Sugiono menjelaskan bahwa pertemuan antara kedua pemimpin akan menyoroti penguatan hubungan bilateral yang telah terjalin erat antara Indonesia dan Australia, terutama di bidang ekonomi dan investasi.
“Di sana kita akan membicarakan beberapa topik.
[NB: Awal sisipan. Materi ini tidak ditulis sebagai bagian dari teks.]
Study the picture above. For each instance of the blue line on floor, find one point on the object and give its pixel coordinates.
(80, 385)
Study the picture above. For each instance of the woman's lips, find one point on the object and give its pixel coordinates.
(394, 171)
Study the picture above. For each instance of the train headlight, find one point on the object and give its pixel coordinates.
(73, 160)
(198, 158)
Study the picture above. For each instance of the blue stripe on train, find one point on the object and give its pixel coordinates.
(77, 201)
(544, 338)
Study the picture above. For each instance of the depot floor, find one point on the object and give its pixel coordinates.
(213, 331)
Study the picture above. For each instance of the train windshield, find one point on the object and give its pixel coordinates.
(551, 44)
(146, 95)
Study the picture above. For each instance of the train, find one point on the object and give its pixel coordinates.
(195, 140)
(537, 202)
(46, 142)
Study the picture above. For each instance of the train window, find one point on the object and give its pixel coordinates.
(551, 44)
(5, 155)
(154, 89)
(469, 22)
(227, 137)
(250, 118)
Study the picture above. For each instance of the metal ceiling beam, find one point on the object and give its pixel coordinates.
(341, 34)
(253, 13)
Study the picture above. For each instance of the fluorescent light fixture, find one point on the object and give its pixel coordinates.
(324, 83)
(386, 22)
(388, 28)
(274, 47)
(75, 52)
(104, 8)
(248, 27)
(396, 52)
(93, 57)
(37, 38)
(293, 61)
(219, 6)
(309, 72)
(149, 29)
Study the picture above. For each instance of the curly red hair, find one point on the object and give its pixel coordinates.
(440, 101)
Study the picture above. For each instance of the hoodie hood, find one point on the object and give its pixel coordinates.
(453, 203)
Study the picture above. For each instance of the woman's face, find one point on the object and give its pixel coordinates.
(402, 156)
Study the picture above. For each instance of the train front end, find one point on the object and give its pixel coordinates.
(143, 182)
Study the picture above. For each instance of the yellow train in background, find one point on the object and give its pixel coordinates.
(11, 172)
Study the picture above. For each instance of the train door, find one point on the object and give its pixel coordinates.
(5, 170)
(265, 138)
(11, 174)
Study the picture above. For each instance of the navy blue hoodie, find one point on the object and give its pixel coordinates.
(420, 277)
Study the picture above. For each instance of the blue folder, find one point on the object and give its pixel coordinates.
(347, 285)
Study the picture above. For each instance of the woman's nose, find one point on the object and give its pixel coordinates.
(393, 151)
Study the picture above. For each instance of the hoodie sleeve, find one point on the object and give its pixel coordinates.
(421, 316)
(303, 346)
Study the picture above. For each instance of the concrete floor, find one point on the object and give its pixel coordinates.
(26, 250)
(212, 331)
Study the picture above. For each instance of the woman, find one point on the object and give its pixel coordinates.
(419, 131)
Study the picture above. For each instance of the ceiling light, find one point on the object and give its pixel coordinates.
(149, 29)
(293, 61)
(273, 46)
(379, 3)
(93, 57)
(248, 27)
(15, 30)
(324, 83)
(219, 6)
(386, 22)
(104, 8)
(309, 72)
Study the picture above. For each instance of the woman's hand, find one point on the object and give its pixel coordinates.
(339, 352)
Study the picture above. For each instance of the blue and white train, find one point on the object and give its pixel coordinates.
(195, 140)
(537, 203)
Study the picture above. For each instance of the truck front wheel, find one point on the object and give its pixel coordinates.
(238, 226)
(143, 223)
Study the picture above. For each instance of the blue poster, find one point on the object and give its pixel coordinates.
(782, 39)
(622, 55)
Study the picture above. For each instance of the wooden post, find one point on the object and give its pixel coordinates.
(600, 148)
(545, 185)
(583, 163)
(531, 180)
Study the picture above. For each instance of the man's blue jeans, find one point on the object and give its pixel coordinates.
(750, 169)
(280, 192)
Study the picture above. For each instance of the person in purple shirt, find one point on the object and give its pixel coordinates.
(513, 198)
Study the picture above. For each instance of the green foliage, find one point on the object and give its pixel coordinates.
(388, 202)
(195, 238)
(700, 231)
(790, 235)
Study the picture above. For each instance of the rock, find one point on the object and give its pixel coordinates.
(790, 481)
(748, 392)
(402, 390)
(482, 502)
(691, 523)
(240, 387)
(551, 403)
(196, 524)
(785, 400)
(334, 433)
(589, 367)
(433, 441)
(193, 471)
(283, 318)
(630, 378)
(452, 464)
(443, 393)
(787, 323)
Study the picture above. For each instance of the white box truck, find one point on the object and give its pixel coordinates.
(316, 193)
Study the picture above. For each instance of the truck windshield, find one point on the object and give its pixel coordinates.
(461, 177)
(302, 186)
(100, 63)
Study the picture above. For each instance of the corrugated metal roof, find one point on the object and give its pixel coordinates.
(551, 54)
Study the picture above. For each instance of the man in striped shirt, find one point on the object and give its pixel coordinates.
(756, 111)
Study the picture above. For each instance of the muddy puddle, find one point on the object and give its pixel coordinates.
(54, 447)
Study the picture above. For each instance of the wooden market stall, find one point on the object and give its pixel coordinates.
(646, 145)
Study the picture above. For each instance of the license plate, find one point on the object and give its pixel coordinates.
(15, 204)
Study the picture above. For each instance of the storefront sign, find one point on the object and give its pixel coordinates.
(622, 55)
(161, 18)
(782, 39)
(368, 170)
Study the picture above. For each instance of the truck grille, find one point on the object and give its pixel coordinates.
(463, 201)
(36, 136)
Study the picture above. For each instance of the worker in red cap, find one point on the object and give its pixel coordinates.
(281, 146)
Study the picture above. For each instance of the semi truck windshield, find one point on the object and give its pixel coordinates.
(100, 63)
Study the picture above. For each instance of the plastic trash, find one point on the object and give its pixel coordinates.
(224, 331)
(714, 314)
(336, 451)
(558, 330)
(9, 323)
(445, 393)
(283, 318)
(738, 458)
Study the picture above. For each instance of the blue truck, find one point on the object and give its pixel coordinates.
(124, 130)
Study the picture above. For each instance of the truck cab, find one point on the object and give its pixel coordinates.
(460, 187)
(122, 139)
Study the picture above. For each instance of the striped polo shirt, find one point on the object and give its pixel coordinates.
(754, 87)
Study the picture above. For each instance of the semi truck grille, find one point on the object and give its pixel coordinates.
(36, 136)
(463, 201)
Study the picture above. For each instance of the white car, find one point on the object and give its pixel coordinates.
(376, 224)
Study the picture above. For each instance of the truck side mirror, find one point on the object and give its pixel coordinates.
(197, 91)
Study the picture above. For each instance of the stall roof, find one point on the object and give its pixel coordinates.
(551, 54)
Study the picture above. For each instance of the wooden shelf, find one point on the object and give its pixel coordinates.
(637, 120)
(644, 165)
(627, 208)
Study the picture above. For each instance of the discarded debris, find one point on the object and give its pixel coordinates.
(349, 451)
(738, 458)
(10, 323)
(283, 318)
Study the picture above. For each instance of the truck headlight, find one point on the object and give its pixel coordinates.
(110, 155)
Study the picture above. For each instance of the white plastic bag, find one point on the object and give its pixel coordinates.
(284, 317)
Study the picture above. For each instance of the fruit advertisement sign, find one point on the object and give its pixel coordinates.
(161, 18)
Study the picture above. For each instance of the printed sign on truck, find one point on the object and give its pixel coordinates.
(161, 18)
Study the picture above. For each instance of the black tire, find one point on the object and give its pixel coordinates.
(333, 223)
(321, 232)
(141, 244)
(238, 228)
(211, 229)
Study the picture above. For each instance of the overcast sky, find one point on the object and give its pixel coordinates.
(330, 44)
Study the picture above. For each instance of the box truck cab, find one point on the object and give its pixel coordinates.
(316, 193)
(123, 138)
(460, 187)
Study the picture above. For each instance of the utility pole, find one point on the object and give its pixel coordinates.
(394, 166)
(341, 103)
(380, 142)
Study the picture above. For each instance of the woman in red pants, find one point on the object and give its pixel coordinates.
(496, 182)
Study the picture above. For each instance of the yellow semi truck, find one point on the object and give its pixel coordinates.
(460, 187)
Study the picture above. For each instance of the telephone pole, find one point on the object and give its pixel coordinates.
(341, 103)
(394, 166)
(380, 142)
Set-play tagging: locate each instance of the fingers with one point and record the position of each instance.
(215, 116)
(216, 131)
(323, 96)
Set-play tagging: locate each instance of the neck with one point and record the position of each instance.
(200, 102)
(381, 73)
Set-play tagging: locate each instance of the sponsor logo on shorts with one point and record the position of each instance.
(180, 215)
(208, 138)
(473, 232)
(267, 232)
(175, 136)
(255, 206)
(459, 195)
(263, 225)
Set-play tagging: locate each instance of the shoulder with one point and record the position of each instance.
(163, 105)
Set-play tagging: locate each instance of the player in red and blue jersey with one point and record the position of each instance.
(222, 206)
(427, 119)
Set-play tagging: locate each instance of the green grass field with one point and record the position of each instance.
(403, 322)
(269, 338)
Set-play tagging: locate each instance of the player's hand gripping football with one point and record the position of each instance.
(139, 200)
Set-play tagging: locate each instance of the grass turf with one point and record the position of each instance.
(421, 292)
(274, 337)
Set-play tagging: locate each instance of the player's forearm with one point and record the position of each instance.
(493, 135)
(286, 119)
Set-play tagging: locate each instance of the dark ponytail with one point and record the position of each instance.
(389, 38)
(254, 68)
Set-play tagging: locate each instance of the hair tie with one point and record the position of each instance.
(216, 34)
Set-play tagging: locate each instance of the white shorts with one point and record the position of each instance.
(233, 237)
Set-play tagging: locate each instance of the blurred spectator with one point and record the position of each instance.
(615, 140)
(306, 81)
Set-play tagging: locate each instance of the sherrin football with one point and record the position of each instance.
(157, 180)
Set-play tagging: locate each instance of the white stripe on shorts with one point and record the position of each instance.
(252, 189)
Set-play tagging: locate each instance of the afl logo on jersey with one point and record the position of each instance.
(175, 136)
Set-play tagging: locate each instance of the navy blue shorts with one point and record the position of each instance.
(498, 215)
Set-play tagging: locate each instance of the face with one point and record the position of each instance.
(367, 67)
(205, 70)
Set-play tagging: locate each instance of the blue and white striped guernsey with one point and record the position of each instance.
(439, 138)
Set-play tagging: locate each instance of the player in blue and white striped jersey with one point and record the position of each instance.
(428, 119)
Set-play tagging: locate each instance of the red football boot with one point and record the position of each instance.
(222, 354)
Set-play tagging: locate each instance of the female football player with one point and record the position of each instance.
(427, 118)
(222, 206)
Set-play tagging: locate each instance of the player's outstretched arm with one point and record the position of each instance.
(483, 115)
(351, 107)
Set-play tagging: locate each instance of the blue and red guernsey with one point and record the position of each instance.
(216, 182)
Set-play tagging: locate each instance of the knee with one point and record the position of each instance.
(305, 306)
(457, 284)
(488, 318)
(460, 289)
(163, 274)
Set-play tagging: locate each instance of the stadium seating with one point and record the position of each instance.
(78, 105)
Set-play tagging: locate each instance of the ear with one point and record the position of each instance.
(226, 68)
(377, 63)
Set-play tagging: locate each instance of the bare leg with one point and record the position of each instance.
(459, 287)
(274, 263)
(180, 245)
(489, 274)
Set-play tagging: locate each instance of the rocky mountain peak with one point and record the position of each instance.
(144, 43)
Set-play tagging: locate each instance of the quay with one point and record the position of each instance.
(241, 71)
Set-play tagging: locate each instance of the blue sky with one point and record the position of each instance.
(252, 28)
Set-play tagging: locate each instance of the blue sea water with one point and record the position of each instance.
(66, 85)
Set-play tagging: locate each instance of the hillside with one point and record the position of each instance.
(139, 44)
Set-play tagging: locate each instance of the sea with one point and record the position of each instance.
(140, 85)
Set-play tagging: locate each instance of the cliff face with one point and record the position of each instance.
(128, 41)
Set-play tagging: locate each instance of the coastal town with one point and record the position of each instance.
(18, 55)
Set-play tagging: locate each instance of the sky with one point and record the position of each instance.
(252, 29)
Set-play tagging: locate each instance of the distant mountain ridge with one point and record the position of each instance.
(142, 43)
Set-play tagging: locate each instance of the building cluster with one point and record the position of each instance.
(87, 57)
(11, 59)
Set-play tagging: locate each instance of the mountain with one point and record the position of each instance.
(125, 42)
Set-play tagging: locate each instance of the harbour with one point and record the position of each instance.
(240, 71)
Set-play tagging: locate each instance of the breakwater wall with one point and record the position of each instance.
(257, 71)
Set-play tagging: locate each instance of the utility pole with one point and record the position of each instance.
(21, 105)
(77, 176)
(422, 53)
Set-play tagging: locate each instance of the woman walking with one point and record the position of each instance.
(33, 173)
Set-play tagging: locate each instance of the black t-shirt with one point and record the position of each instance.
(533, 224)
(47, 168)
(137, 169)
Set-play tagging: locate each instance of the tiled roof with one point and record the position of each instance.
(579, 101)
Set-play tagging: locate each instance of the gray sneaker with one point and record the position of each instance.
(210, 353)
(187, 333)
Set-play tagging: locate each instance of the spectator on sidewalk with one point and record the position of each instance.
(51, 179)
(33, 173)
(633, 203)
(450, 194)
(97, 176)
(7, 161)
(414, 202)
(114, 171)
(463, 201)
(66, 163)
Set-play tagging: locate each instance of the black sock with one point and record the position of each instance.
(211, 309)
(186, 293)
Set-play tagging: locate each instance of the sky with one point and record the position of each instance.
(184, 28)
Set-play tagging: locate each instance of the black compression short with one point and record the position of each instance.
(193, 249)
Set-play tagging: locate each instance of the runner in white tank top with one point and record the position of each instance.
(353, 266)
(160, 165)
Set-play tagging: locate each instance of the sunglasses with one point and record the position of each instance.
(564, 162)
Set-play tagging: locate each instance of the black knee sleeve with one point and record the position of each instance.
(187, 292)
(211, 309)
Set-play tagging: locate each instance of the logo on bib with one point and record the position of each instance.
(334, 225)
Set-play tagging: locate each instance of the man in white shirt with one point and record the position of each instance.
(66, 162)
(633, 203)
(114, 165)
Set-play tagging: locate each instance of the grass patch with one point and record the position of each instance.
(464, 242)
Pertama, peningkatan kerja sama di bidang ekonomi antara Australia dan Indonesia,” kata Sugiono.
Menurutnya, hubungan diplomatik Indonesia–Australia yang kini telah berusia 76 tahun terus menunjukkan kedekatan strategis dan kerja sama yang saling menguntungkan di berbagai sektor, mulai dari perdagangan, pendidikan, hingga pertahanan.
“Upaya mempererat kerja sama yang sudah terjalin selama ini, serta meningkatkan hubungan people-to-people contact, akan menjadi salah satu pembahasan utama,” imbuhnya.
Sebagai catatan, kunjungan ini menjadi balasan diplomatik atas kunjungan PM Anthony Albanese ke Jakarta pada 15 Mei lalu, sehari setelah dirinya resmi dilantik sebagai Perdana Menteri Australia.
Usai kunjungan singkat ke Sydney, Presiden Prabowo dijadwalkan kembali ke Jakarta untuk menerima Raja Yordania Abdullah II pada 14 November 2025.
“Kunjungannya tidak lama, mungkin satu hari saja. Setelah itu, beliau akan menerima Raja Yordania yang akan datang ke Jakarta,” pungkas Sugiono.